NSSU netball selection under fire

Action from the Capricorn Schools Netball League. File photo

The Namibia School Sport Union (NSSU) has come under fire from a group of concerned parents calling on the minister of sport, youth and national service, Agnes Tjongarero, to launch a thorough investigation into schools netball.
Alta van Zyl, the sport coordinator of Windhoek Gymnasium, on Monday sent an email addressed to Tjongarero, as well as the chairperson of the Namibia Sports Commission, Cilas Wilders, the secretary general of the Namibia Olympic Committee, Joan Smit, and the technical adviser of Netball Namibia, Pully Mogami, in which they query the selection process for national under-17 and under-18 teams participating in the Telkom Netball Challenge in South Africa next month.
Van Zyl says a list of 37 players was selected, but after numerous complaints it was enlarged to 65 players.
She, however, maintains that the selection process was flawed and haphazard, and is now asking what criteria was used to select the players, who the selectors were, and when and where selection took place.
“We have contacted the NSSU, but have received no feedback. It is our impression that these players were randomly selected by the national committee, and names were added by the regional convenors on their request.
“In addition many of them are from schools where national committee members are involved. On the other hand, Khomas was requested to only add three under-17 and three under-18 players, and Khomas adhered to that request,” Van Zyl says.
“It is of great concern that some of the best players in the country, who are in the national under-19 squad, were not invited. Surely they should also be considered for the list, as these players played in the Namibian Newspaper Cup and were scouted during the event.
“Unfortunately, before the list was released, there was only one school tournament in Namibia where players could have been scouted and that was the Super League Tournament of 18 May, where only 20 schools participated.
“Is that how we are selecting national teams, or are players supposed to be chosen on merit?” she asks.
Van Zyl says schools netball in Namibia is in disarray.
“Our schools netball has been in disarray since January 2023. Since then national trials have been cancelled, as well as the regional play-offs. Our girls were left in the cold, while rugby and hockey continued with their national selection and international participation.
“Our appeals and complaints are clearly falling on deaf ears. A few of the national committee members quit due to these practices which go against their beliefs of what is right and fair, and the new committee is totally out of its depth to get us back on track,” she says.

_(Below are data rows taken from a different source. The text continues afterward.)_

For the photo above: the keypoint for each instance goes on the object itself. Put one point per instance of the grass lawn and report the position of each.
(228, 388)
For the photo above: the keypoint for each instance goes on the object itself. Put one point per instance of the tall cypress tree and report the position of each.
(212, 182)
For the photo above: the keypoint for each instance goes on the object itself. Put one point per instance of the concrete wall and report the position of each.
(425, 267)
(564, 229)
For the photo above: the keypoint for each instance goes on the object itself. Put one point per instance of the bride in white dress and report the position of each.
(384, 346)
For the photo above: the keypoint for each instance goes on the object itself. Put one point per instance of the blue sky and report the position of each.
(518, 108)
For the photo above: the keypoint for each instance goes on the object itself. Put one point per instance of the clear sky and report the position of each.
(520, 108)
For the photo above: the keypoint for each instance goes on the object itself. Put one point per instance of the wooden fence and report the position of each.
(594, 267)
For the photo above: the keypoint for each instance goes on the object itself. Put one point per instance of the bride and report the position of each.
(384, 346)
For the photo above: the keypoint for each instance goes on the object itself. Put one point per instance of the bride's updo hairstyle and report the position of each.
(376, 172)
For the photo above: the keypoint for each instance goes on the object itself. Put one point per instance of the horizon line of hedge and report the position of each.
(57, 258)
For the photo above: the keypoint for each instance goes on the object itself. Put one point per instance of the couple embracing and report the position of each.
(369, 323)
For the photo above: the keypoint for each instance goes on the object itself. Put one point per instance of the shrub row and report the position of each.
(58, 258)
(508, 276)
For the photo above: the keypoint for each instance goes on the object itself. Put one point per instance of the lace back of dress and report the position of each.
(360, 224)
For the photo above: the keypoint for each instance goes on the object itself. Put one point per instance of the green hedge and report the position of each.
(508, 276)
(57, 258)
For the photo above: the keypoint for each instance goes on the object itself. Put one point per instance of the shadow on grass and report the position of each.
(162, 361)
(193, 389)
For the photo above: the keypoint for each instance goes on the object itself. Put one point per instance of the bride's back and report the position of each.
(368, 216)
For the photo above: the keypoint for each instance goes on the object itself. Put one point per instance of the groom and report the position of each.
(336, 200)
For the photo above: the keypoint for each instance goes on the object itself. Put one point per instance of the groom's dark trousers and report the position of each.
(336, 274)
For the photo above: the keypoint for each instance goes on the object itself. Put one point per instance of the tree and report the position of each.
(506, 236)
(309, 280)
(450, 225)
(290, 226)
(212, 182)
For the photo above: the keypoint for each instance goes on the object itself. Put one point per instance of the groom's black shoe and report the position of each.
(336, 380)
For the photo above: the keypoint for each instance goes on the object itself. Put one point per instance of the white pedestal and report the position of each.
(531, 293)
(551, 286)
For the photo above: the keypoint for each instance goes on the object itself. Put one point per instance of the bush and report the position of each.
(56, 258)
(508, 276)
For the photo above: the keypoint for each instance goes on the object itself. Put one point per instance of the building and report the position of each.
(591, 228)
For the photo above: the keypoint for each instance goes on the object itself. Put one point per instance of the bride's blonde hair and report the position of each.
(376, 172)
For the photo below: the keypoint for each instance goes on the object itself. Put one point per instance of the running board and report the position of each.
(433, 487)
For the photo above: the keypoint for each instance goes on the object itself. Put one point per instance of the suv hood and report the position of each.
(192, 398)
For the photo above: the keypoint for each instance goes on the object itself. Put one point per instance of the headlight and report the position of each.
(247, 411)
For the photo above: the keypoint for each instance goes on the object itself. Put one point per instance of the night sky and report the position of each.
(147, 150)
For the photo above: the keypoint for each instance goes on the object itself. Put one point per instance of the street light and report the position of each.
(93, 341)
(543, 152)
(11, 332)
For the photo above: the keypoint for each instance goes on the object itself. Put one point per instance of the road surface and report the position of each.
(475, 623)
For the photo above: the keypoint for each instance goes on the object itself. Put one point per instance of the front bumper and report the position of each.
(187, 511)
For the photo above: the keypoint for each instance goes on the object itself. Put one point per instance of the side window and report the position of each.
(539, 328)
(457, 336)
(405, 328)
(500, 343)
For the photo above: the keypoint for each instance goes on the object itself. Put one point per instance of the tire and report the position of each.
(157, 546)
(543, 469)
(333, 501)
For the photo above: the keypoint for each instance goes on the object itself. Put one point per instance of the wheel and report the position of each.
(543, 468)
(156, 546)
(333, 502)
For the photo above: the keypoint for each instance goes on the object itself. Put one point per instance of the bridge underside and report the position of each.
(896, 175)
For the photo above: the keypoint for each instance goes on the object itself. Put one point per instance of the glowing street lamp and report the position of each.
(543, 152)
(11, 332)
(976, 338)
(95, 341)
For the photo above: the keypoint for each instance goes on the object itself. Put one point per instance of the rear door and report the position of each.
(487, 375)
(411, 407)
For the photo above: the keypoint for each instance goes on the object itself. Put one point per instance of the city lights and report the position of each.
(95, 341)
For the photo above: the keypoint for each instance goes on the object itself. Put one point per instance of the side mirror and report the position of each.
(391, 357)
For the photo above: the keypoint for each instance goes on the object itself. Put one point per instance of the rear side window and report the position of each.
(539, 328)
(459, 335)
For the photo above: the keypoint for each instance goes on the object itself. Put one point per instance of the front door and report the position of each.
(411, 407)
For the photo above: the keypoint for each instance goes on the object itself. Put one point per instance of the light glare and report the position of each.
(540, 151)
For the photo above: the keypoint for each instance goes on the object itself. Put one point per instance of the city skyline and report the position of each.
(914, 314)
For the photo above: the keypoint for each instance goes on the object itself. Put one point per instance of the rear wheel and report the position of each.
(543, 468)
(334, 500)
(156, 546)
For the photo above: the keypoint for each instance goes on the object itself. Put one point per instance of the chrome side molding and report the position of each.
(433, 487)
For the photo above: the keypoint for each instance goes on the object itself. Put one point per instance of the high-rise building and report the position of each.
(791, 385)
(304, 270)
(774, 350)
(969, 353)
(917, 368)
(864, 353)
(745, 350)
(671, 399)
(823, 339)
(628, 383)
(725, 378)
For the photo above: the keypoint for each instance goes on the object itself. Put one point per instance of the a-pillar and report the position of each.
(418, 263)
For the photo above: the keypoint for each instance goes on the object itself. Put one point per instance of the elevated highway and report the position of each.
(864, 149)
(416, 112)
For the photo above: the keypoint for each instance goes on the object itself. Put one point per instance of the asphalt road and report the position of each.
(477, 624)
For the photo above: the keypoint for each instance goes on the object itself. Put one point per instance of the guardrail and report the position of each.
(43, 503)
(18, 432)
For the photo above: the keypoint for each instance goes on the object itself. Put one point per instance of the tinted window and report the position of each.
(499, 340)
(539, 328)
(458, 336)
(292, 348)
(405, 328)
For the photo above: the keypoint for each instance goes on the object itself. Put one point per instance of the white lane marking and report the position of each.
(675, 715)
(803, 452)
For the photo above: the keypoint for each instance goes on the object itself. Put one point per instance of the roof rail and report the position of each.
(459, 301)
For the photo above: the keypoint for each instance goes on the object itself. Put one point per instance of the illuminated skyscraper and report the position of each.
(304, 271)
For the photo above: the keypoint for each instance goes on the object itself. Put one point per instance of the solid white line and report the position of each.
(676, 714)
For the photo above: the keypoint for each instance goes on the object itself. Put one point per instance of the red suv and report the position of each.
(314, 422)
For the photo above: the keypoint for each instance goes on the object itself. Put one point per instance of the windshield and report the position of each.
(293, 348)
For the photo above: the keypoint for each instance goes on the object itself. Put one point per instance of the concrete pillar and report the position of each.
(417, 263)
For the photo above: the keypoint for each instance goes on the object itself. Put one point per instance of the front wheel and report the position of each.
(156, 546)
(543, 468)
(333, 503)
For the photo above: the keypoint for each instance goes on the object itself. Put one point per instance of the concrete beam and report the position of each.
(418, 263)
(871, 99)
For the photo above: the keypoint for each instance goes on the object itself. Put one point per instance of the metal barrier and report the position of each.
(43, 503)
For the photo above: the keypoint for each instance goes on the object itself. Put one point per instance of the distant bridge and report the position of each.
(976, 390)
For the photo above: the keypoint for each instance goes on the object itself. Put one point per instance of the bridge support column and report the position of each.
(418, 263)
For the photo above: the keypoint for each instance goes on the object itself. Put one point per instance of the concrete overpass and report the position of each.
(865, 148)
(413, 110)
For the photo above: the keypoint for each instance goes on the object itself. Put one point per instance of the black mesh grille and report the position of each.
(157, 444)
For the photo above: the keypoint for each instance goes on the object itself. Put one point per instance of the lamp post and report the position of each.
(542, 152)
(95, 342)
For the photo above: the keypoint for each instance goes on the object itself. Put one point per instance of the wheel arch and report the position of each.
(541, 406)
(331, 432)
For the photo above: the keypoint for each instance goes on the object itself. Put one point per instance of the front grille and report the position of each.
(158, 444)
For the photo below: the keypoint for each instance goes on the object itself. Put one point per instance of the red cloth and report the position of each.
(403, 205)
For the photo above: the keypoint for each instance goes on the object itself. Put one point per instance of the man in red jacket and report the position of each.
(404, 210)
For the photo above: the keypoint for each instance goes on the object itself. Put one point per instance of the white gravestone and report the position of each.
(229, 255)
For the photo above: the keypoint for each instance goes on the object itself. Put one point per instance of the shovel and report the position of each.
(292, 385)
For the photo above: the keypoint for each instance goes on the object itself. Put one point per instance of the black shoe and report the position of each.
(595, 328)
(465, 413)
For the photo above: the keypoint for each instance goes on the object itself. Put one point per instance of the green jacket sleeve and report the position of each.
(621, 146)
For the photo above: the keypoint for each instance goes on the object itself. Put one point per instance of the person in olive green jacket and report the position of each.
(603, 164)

Requesting a “thorough investigation into schools” netball as the main sport for girls in Namibia, Van Zyl is asking for a clear audit regarding the NSSU’s distribution of finances among the different sport codes, adding that the NSSU was not developing the sport at grassroots level.
“Netball Namibia has restructured and is using pathways to ensure that the national team’s feeding sources are ready and well managed, but the NSSU, which is responsible for grassroots development, is not playing its part. What steps are being put in place by the NSSU to change this?” she asks.
A source, who preferred to remain anonymous, says before 2023 regional trials took place annually, with the top two schools invited to national play-offs in Windhoek, from which national age group teams were selected.
This has, however, ceased, with no organised schools leagues or trials taking place in the regions any more.
Currently there are only two schools leagues in the country – the Capricorn Super League in which 25 schools usually compete, and the Khomas League, with more than 100 teams participating.
Van Zyl also asks why the parents of Craven Week rugby players are allowed to contribute N$7 500 to their tour expenses, but netball teams are not allowed to tour if the NSSU cannot cover all expenses.
Ministry spokesperson Jessica Jossob yesterday said the ministry could not comment on the matter.
“The said letter has not even reached us,” she said.